Per il mosto di vino si faceva bollire il succo di uva in caldaie direttamente in campagna durante la vendemmia facendolo ridurre fino a renderlo cremoso; per quello di fichi si utilizzavano i più maturi e messi in caldaia si facevano bollire, per poi metterli a colare in una in una federa di cuscino o sacco di canapa a maglie strette a colare per almeno un giorno, per poi strizzarne il restante.
Sicuramente una pratica oggi molto rivisitata nella tecnica di produzione, ma non mancano molte aziende che lo producono, o rifornitevi da piccoli contadini della vostra zona.
Per la ricetta e le foto si ringrazia la scuola Alberghiera di Molfetta (Ba) nella persona del Prof.

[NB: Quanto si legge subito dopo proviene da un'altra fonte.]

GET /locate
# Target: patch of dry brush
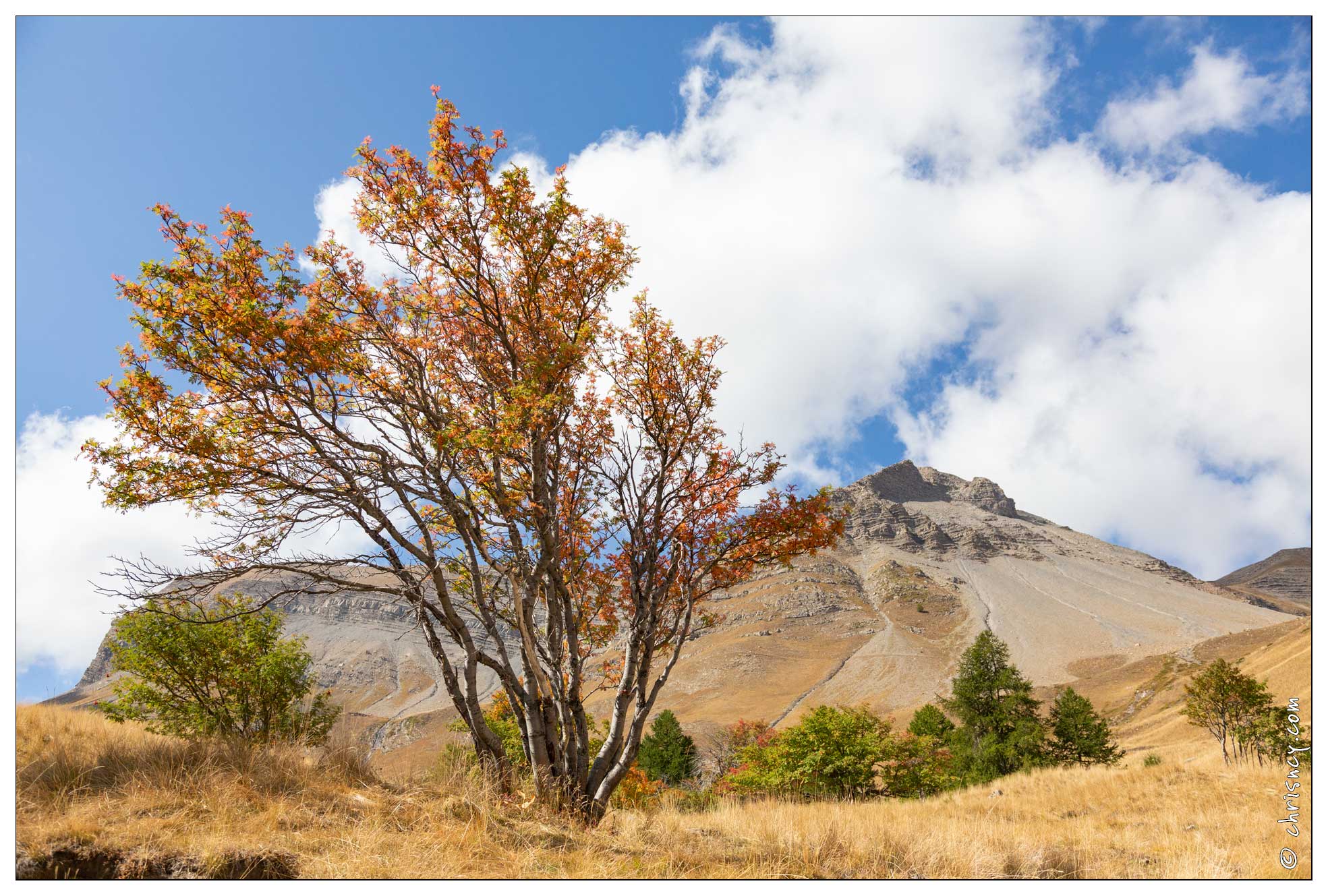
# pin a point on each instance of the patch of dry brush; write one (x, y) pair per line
(97, 798)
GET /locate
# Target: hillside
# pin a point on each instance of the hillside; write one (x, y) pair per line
(927, 562)
(98, 800)
(1283, 580)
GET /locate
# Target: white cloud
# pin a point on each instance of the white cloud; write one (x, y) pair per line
(858, 197)
(67, 539)
(1221, 92)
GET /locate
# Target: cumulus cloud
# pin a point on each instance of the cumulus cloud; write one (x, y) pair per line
(856, 200)
(67, 539)
(1219, 92)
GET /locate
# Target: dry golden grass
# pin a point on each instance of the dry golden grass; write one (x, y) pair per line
(138, 804)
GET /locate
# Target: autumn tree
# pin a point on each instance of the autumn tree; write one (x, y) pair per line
(833, 752)
(1234, 708)
(215, 672)
(914, 765)
(726, 745)
(549, 491)
(1078, 733)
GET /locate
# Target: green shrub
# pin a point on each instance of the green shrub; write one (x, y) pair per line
(219, 671)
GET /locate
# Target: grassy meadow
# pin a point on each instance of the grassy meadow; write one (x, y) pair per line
(104, 800)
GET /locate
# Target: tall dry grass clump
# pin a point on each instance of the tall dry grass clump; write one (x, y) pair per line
(115, 801)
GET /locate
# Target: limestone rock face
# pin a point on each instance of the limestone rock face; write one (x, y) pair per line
(929, 560)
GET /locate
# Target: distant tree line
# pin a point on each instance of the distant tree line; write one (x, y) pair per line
(1241, 715)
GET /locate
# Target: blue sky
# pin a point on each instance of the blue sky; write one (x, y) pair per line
(115, 115)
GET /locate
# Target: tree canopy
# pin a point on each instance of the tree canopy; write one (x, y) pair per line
(1000, 730)
(1080, 736)
(667, 754)
(538, 481)
(215, 671)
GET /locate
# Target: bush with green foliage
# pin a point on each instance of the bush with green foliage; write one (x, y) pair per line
(667, 754)
(221, 669)
(832, 752)
(1000, 730)
(915, 767)
(929, 721)
(1080, 736)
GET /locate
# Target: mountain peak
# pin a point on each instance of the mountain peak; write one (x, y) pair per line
(907, 482)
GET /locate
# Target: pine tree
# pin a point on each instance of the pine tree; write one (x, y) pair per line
(667, 754)
(930, 721)
(1000, 729)
(1080, 734)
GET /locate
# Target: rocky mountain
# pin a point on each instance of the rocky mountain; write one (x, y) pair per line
(927, 562)
(1282, 579)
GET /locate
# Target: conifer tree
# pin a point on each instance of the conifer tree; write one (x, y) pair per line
(1000, 729)
(667, 754)
(1080, 734)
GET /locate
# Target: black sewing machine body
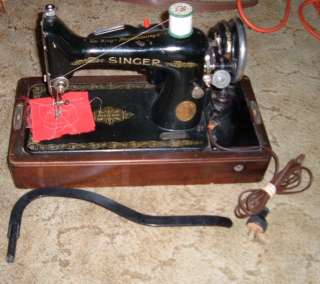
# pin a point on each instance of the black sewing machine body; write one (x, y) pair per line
(192, 109)
(174, 66)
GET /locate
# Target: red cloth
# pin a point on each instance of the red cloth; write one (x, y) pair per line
(76, 116)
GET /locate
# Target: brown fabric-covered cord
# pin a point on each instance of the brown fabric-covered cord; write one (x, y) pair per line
(286, 181)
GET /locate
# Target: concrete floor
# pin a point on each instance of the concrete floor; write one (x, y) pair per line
(64, 241)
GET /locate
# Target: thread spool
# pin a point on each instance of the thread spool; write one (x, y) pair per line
(180, 20)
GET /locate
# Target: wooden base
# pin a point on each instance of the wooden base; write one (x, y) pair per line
(131, 168)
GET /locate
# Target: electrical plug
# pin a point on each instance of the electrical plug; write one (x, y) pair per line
(257, 225)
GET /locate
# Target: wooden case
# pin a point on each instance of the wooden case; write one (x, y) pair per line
(131, 168)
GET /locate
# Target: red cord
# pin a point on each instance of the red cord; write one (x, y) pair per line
(304, 22)
(285, 18)
(279, 26)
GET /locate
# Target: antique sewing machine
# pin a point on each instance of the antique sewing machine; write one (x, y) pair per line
(190, 116)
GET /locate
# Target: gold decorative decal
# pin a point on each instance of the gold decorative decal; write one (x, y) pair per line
(113, 60)
(186, 110)
(38, 147)
(181, 64)
(40, 90)
(111, 115)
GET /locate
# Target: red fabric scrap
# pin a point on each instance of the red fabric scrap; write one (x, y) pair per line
(76, 116)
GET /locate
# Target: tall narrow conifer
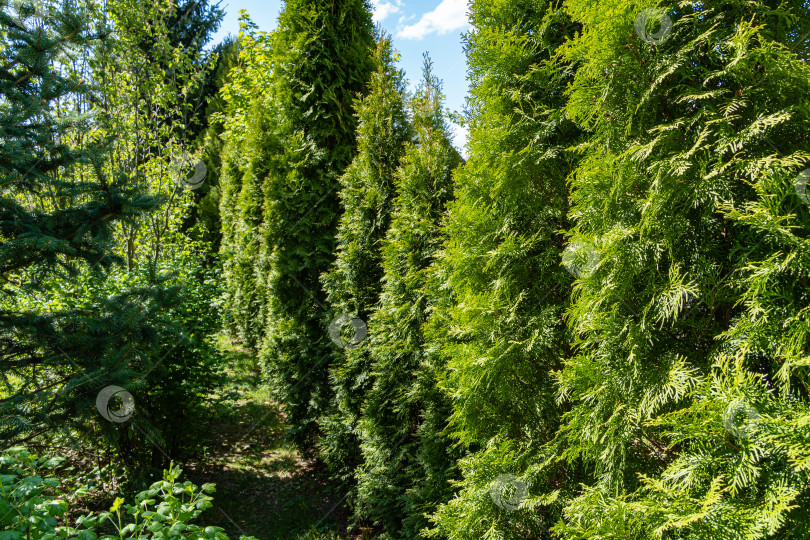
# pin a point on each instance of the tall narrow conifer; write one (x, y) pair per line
(392, 415)
(354, 282)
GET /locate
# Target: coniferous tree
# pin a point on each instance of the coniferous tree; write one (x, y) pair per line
(353, 284)
(688, 387)
(501, 328)
(321, 61)
(248, 127)
(57, 205)
(391, 417)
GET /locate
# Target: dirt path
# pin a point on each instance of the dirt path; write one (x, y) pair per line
(264, 487)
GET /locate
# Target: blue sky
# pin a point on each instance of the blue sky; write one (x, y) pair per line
(432, 26)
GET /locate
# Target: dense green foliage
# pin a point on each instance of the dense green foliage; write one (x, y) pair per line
(282, 182)
(354, 282)
(501, 264)
(31, 504)
(390, 427)
(595, 327)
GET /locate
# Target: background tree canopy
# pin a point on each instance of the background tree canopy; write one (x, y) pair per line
(266, 256)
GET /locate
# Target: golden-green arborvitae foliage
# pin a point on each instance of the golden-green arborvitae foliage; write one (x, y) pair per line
(354, 281)
(392, 414)
(321, 61)
(501, 327)
(688, 391)
(250, 149)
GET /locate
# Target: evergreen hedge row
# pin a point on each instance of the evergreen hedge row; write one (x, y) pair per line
(596, 327)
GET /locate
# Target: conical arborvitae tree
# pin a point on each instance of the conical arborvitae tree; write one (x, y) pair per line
(58, 201)
(322, 58)
(689, 390)
(250, 150)
(391, 416)
(501, 325)
(353, 284)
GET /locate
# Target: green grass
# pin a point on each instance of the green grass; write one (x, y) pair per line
(264, 486)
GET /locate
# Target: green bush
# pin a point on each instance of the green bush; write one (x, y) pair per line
(31, 506)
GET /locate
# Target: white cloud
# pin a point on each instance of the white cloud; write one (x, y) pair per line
(449, 15)
(460, 136)
(383, 9)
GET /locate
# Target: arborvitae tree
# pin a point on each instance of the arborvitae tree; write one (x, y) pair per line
(248, 121)
(353, 284)
(501, 326)
(206, 211)
(689, 390)
(321, 61)
(391, 417)
(57, 205)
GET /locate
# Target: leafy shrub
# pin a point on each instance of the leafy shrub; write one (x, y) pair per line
(31, 504)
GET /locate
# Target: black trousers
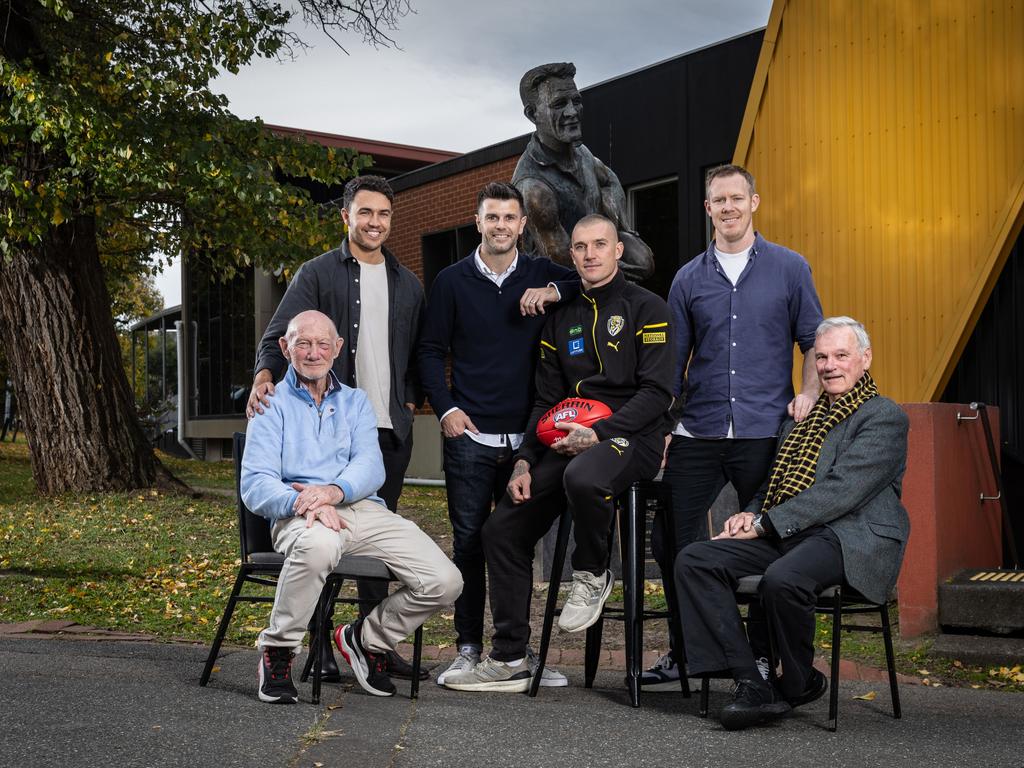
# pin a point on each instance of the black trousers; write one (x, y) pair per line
(396, 456)
(696, 471)
(588, 483)
(796, 570)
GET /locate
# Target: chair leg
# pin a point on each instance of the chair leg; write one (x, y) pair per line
(633, 595)
(890, 659)
(837, 640)
(225, 621)
(417, 658)
(557, 562)
(328, 595)
(678, 647)
(592, 654)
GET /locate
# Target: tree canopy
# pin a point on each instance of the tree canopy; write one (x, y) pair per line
(114, 144)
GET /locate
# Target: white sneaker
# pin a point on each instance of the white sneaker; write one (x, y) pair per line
(586, 599)
(491, 675)
(664, 676)
(551, 678)
(468, 657)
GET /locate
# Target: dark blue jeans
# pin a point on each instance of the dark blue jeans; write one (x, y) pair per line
(475, 476)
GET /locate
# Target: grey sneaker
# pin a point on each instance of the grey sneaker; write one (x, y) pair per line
(492, 675)
(550, 678)
(586, 599)
(469, 656)
(664, 676)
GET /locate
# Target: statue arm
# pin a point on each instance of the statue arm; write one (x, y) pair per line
(542, 218)
(612, 196)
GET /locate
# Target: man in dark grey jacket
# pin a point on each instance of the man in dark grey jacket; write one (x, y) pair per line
(829, 514)
(377, 305)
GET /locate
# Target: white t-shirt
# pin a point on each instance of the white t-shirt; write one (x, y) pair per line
(373, 353)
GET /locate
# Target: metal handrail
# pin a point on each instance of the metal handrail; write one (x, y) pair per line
(999, 497)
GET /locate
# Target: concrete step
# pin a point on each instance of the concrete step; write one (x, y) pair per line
(989, 602)
(980, 650)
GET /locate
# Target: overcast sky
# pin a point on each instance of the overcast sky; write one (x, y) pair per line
(455, 83)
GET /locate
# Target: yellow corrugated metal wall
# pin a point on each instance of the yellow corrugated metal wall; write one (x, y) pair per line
(887, 137)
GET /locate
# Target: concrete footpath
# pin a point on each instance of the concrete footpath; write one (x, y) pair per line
(129, 704)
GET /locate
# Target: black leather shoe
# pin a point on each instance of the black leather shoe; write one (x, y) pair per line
(399, 668)
(754, 702)
(329, 666)
(815, 687)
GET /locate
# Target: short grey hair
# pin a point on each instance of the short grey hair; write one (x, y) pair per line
(293, 326)
(830, 324)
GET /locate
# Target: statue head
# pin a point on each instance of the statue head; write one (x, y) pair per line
(552, 102)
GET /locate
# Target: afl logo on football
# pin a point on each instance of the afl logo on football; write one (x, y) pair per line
(567, 414)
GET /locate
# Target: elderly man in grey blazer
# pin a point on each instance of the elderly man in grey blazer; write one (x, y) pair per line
(829, 513)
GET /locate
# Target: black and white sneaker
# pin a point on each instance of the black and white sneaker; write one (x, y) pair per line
(275, 684)
(371, 669)
(664, 676)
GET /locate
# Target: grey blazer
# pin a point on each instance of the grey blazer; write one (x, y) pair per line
(856, 493)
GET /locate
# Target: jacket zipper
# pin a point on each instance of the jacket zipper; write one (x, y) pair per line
(593, 338)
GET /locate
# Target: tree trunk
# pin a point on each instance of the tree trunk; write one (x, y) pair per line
(73, 393)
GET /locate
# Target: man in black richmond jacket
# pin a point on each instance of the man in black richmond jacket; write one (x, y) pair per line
(611, 344)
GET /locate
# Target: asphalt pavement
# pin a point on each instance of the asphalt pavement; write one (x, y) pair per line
(90, 704)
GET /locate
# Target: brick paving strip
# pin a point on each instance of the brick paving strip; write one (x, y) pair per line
(610, 658)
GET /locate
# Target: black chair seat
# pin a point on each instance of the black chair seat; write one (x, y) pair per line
(837, 601)
(631, 508)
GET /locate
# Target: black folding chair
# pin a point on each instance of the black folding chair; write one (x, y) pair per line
(261, 565)
(837, 602)
(631, 508)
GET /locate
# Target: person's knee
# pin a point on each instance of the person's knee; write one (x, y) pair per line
(317, 548)
(581, 484)
(442, 584)
(778, 581)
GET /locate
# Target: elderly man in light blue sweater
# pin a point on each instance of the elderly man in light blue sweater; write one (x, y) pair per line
(311, 465)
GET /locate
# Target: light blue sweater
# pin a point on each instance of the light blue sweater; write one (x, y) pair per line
(293, 440)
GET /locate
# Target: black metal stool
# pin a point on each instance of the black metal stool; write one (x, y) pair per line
(631, 510)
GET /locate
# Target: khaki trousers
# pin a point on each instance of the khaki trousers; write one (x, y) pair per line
(429, 580)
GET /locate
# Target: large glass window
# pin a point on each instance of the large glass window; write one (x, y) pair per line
(223, 330)
(654, 207)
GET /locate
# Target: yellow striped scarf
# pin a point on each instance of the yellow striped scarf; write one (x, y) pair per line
(797, 460)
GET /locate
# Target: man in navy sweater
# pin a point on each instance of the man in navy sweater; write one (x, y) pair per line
(486, 310)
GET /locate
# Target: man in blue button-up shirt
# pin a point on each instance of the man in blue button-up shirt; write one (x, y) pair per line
(736, 311)
(311, 466)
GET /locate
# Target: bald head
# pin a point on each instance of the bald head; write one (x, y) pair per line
(311, 344)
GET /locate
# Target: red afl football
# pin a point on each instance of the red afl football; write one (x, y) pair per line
(574, 410)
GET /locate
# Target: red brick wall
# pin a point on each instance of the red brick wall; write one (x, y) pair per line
(439, 205)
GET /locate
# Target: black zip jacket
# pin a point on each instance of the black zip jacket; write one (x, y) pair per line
(610, 344)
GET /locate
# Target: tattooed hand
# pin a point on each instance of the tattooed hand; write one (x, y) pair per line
(518, 486)
(579, 438)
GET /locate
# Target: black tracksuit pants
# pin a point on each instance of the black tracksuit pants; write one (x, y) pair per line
(588, 483)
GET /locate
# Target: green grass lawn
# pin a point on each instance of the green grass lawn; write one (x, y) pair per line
(163, 564)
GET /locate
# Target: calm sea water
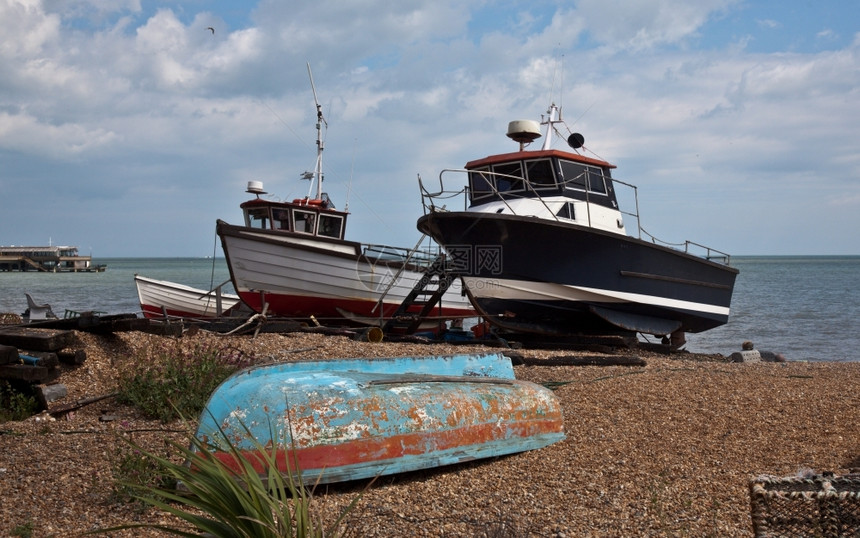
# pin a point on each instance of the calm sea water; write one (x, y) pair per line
(807, 308)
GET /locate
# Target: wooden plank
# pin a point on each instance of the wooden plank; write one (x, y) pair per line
(48, 359)
(8, 354)
(77, 356)
(25, 372)
(35, 338)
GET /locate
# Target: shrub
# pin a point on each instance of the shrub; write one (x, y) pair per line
(134, 469)
(171, 381)
(216, 500)
(14, 404)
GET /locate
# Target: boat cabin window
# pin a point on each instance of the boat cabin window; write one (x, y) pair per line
(480, 183)
(502, 174)
(596, 182)
(583, 177)
(304, 221)
(257, 217)
(540, 173)
(331, 226)
(566, 212)
(280, 218)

Roberto Pagano
La ricetta delle cartella
500 gr di farina
200 gr di vino bianco,
100 gr di olio extravergine
50 gr di zucchero ( facoltativo)
1 lt di olio di semi di girasole per friggere
1 lt di vino cotto, preferibilmente di fichi
qb chiodi di garofano, cannella tritati e buccia di limone grattugiati (facoltativo)
Procedimento
Disporre la farina a corona, aggiungere lo zucchero, le spezie e il limone, e impastare con il vino tiepido (per far si che l’impasto acquisti una certa elasticità).
Mescolare bene e impastare bene fino a creare una palla omogenea e liscia
Conserare l’impasto ottenuto in un sacchetto e farlo riposare per 15 minuti senza farlo asciugare.
Iniziare a tagliarlo a pezzi e a farne delle sfoglie ad uno spessore di 1-2 millimetri
Fare delle strisce larghe circa un centimetro e dalla lunghezza a piacere, con la classica ruota dentata.
Con le dita chiudere le strisce in modo alternato, facendole saldare tra di loro arrotolandole, fino a creare una rosa.
Lasciarle asciugare per un giorno e successivamente friggerle
Cuocerle nel vincotto in precedenza riscaldato facendo si che possa rimanere in ogni vaschetta del vino cotto.
Sistemarle in vassoio dove potranno rimanere a lungo conservate.
P.S.: non cuocetele tutte nel vincotto, perché si conservano bene anche appena fritte.